Jiang Aijian menggaruk kepalanya dengan canggung. Dia berkata tanpa malu-malu, “Senior, sejujurnya, Ibu Suri dalam kondisi kritis. Saya khawatir… saya khawatir dia tidak akan selamat melewati musim dingin.”

Lu Zhou sekarang mengerti. Dia berkata, “Ada banyak kaum elit di dalam istana, dan para tabib kekaisaran semuanya sangat terampil. Kau sedang bermimpi jika ingin aku ikut campur.”

Zhao Yue berkata, “Guru, ini sihir.” “Sihir?” Ini mengejutkan Lu Zhou. Dia teringat kejadian di Vila Patuh. Tidak ada Formasi Sihir Agung di sana, juga tidak ada jebakan sihir. ‘Bagaimana Ibu Suri bisa terkena sihir?’

Jiang Aijian berkata, “Itu dilakukan oleh Ba Ma, dukun jenius dari Lou Lan.”

“Ba Ma?” Lu Zhou tidak ingat nama ini.

“Izinkan saya menjelaskan secara detail, senior… Pertama, Ba Ma ini adalah kakak laki-laki Mo Li. Dia berasal dari Lou Lan. Kedua, Anda pernah bertarung melawan Ba Ma. Di Panggung Teratai, Anda melukai tunggangannya, Ba Wu, dengan parah. Ketiga, selama pertempuran di Vila Patuh, Ba Ma telah menunggu di luar. Ba Ma telah beberapa kali menentang Anda. Ketika Mo Li meninggal, dendamnya semakin dalam, dan dia melampiaskannya pada Ibu Suri dengan menyihirnya. Dia pasti akan bertindak melawan Paviliun Langit Jahat cepat atau lambat.”

Lu Zhou mengelus janggutnya dan mempertimbangkan hal ini.

Jiang Aijian berkata lagi, “Senior, saya tidak akan meminta bantuan Anda tanpa imbalan yang pantas… Saya akan membantu Anda menangkap pengkhianat Paviliun Langit Jahat, murid ketujuh Anda, Si Wuya.”

Lu Zhou menatap Jiang Aijian. Dia berkata dengan skeptis, “Kau yakin bisa menangkap Si Wuya?”

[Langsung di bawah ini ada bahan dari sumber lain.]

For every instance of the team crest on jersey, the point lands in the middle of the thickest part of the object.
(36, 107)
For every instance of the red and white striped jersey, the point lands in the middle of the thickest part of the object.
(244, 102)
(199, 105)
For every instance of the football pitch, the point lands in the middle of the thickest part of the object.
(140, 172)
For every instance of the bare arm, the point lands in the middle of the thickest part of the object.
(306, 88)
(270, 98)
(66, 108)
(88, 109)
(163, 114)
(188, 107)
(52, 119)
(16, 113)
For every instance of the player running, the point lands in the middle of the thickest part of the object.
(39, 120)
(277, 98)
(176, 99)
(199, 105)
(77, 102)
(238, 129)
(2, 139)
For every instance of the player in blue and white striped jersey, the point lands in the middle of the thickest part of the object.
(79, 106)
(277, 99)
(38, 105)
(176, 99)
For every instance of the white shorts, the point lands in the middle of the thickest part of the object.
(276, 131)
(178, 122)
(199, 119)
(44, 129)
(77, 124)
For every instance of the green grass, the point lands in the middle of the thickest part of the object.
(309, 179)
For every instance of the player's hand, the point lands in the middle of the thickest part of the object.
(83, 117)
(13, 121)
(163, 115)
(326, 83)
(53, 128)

“Tidak,” jawab Jiang Aijian dengan wajah datar.

Yang lain terdiam. ‘Jika kau tidak yakin, mengapa kau mengatakannya sejak awal?’

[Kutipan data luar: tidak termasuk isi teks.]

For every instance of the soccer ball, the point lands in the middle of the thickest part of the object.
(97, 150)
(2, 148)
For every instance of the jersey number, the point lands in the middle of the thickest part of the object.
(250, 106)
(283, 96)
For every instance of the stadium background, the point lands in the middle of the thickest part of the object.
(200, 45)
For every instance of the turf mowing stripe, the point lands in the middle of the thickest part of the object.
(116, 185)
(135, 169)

Lu Zhou mengelus janggutnya dan berdiri. Dia menatap Zhao Yue dan Jiang Aijian dan berkata, “Karena kalian ingin meminta bantuan, seharusnya kalian yang datang kepada saya.”

Mengabaikan posisi seseorang dalam situasi tersebut dan mempertahankan sikap sedikit arogan sambil meminta bantuan. Ini bukanlah cara yang biasa dilakukan.

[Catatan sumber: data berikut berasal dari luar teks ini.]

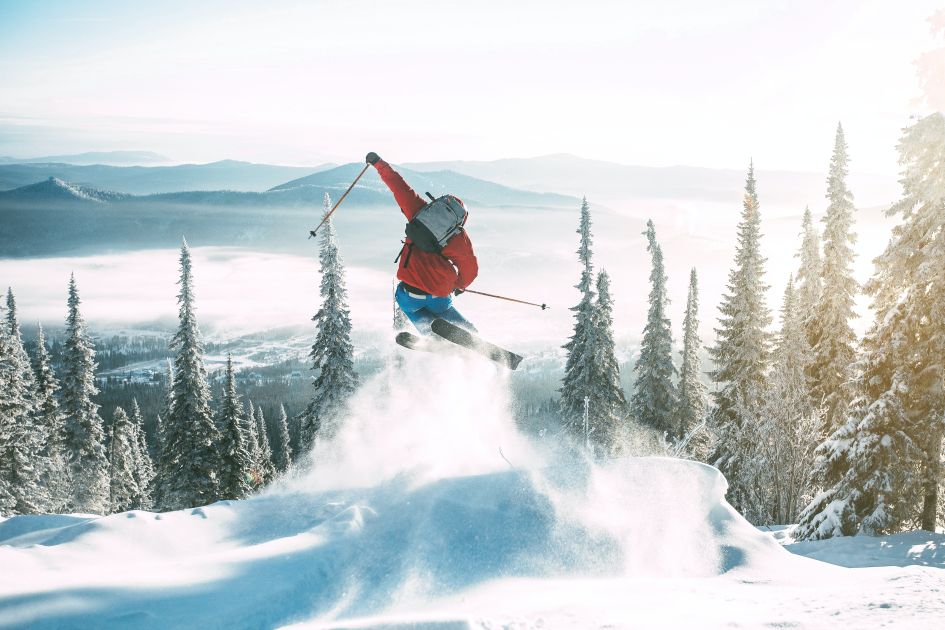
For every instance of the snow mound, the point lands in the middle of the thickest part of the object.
(55, 189)
(428, 510)
(293, 556)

Ketika Jiang Aijian mendengar ini, dia sangat gembira. Dia segera membungkuk dan berkata, “Itu wajar… Dengan kata-kata Anda ini, Senior, saya bisa tenang.”

Zhao Yue menimpali, “Terima kasih, Guru.”

Pada saat itu, sebuah suara terdengar dari luar. “Salam, Guru.” Yang lain menoleh.

Zhu Honggong berlutut di depan pintu. Kemudian, ia berjalan tertatih-tatih ke aula. Ia membungkuk dan bersujud terus menerus saat memasuki aula. “Salam, Guru.”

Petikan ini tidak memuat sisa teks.